ロシアのウラジーミル・プーチン大統領は2022年2月24日、ウクライナに対する「特別軍事作戦」を開始し、迅速な勝利を期待した。米国のドナルド・トランプ米大統領も今年の2月28日に始まった対イラン軍事作戦を「小規模な遠征」と呼び、4〜5週間で終わると断言した。しかし、ウクライナ戦争が4年以上、イラン戦争が3か月間続く中、強力な軍事力を持つロシアと米国がウクライナとイランを屈服させられない背景には共通点があるとの分析が出ている。
フランス・パリ政治学院のイラン専門家、ニコル・グラジェフスキ教授は、米ニューヨーク・タイムズ(NYT)に「ロシアと米国は共に慢心したため、軍事作戦の目標を達成できていない」と分析した。軍事大国を相手にするウクライナとイランの共通点は、いずれも非対称戦術を積極的に活用している点だ。ドローン(無人機)など相対的に安価な武器を動員し、同時に従来型の軍事力を前面に出して圧倒的な強大国に対抗している。
さらに、イランは米国の同盟国を攻撃することで米国を迂回攻撃し、少くない混乱を引き起こした。クウェートとサウジアラビアのエネルギー施設および軍事施設は、イランの自爆ドローン攻撃で壊滅的な被害を受け、これは湾岸諸国に大きな恐怖感を与えた。また、機雷敷設の脅威と小型の高速戦闘艇を利用してホルムズ海峡を事実上制御している。これは全世界に極度の経済不安を引き起こし、トランプ大統領は米国内外でこれによる極度の圧力を受けている。

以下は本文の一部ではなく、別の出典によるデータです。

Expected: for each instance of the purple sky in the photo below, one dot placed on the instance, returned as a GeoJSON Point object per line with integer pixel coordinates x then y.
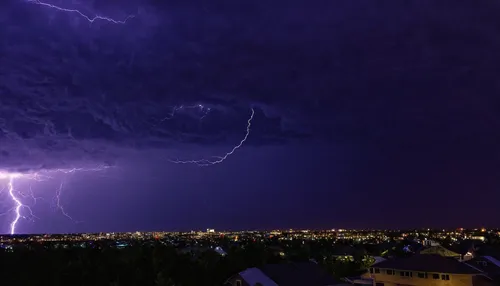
{"type": "Point", "coordinates": [365, 115]}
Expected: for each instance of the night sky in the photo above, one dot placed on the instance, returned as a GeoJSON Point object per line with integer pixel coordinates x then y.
{"type": "Point", "coordinates": [367, 114]}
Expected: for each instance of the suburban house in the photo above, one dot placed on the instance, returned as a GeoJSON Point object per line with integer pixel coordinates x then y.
{"type": "Point", "coordinates": [488, 265]}
{"type": "Point", "coordinates": [426, 270]}
{"type": "Point", "coordinates": [440, 250]}
{"type": "Point", "coordinates": [285, 274]}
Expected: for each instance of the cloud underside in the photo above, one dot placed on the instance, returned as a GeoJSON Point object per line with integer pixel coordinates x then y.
{"type": "Point", "coordinates": [70, 91]}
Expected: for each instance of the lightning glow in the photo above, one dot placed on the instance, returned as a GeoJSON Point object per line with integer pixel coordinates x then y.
{"type": "Point", "coordinates": [88, 18]}
{"type": "Point", "coordinates": [220, 159]}
{"type": "Point", "coordinates": [15, 195]}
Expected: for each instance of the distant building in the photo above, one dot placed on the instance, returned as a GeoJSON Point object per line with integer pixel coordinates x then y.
{"type": "Point", "coordinates": [426, 270]}
{"type": "Point", "coordinates": [430, 242]}
{"type": "Point", "coordinates": [286, 274]}
{"type": "Point", "coordinates": [441, 251]}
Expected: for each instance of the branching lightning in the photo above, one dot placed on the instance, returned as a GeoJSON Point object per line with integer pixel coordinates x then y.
{"type": "Point", "coordinates": [220, 159]}
{"type": "Point", "coordinates": [16, 195]}
{"type": "Point", "coordinates": [88, 18]}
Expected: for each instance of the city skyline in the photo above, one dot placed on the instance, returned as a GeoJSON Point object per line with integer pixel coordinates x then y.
{"type": "Point", "coordinates": [247, 116]}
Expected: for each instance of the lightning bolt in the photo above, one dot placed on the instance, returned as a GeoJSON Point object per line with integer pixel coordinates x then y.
{"type": "Point", "coordinates": [88, 18]}
{"type": "Point", "coordinates": [58, 202]}
{"type": "Point", "coordinates": [37, 176]}
{"type": "Point", "coordinates": [220, 159]}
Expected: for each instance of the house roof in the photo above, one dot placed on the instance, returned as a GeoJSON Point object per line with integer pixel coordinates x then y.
{"type": "Point", "coordinates": [488, 264]}
{"type": "Point", "coordinates": [439, 250]}
{"type": "Point", "coordinates": [298, 274]}
{"type": "Point", "coordinates": [428, 263]}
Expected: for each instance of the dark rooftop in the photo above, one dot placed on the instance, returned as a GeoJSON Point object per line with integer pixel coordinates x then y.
{"type": "Point", "coordinates": [428, 263]}
{"type": "Point", "coordinates": [295, 274]}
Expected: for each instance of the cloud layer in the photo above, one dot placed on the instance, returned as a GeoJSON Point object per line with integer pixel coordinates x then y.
{"type": "Point", "coordinates": [71, 91]}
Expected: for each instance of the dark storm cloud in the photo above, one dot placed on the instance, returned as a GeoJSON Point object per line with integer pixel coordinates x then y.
{"type": "Point", "coordinates": [73, 91]}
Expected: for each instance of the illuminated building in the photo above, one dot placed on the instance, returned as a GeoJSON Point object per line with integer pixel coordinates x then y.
{"type": "Point", "coordinates": [426, 270]}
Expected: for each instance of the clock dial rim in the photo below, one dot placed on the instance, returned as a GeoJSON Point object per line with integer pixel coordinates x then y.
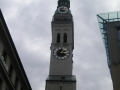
{"type": "Point", "coordinates": [64, 53]}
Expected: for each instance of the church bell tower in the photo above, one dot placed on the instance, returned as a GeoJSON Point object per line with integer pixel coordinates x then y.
{"type": "Point", "coordinates": [62, 45]}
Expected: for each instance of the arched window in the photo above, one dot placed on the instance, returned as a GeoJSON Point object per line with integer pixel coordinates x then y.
{"type": "Point", "coordinates": [58, 38]}
{"type": "Point", "coordinates": [65, 38]}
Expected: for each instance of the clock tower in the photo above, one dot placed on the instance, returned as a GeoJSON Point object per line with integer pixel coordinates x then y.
{"type": "Point", "coordinates": [62, 45]}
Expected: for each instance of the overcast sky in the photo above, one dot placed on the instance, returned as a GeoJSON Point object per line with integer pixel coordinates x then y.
{"type": "Point", "coordinates": [29, 22]}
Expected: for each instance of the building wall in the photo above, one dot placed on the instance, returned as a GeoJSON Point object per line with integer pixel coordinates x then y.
{"type": "Point", "coordinates": [6, 62]}
{"type": "Point", "coordinates": [114, 51]}
{"type": "Point", "coordinates": [58, 85]}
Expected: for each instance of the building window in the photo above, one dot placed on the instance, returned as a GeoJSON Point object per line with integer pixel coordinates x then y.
{"type": "Point", "coordinates": [4, 55]}
{"type": "Point", "coordinates": [21, 88]}
{"type": "Point", "coordinates": [16, 83]}
{"type": "Point", "coordinates": [60, 87]}
{"type": "Point", "coordinates": [65, 38]}
{"type": "Point", "coordinates": [58, 38]}
{"type": "Point", "coordinates": [4, 59]}
{"type": "Point", "coordinates": [118, 31]}
{"type": "Point", "coordinates": [11, 71]}
{"type": "Point", "coordinates": [0, 83]}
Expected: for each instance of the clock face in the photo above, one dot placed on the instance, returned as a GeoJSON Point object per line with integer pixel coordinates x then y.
{"type": "Point", "coordinates": [61, 53]}
{"type": "Point", "coordinates": [62, 9]}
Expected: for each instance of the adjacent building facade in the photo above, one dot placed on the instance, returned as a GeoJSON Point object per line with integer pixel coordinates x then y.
{"type": "Point", "coordinates": [12, 74]}
{"type": "Point", "coordinates": [62, 45]}
{"type": "Point", "coordinates": [109, 24]}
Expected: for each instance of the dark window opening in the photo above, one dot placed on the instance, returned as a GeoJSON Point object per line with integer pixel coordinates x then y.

ウクライナの場合、ロシア経済の生命線である石油施設を定期的に攻撃し、戦争資金を遮断している。海上ドローンを積極的に配備し、ロシアの強力で巨大な黒海艦隊を無力化することにも成功した。さらに、ウクライナは今月、前線から1,700km以上離れたロシア本土を直接攻撃するなど、戦況を完全に覆すことに成功した。
専門家らは、ウクライナとイランが共に革新と技術開発を通じて戦争を再編成していると分析している。イランは非対称戦力の核心であるシャヘド・ドローンをロシアに供給し、ロシアはこれをウクライナ攻撃に利用した。ウクライナは戦争が長期化する中で自国のドローン開発を加速し、現在は1,000km以上を飛行する長距離ドローンを含むドローンを防御する対ドローン技術まで確保し、事実上「ドローン最強国」として生まれ変わった。また、ウクライナ戦争で登場したドローンとミサイルを組み合わせた攻撃手法はイラン戦争でも登場した。
トランプ大統領がイラン戦争を始めると、米国の関心が中東に分散し、ロシアとウクライナの平和交渉と国際関係も再編成された。国際社会では、イラン戦争初期に米国の関心がウクライナ戦争から遠のいた状況を見て、ロシアのウラジーミル・プーチン大統領が喜んでいるだろうと分析している。
実際、ウクライナは米国と国際社会が中東戦争にのみ没頭する中で、ウクライナへの支援と支持が弱まっていると何度も関心を訴えた。しかし、ウクライナはイラン戦争を契機に、湾岸諸国と新たなパートナーシップを構築した。これはプーチン大統領も予想していなかった状況だった。ウクライナは先月、カタール、サウジアラビア、アラブ首長国連邦(UAE)と新たな安全保障協定を締結した。湾岸諸国が過去ウクライナ戦争で中立的な立場を維持しようとしたことを考えると、想像し難いことだ。
ウクライナは産油国にドローン技術を販売し、これを通じて収益を確保し、ロシアの攻勢を耐え抜く新たな動力を得たというわけだ。現在、米国とイランの終戦交渉は難航している。ロシアとウクライナの平和交渉は、これまで仲介を担ってきた米国の不在により、事実上完全に停止した状況だ。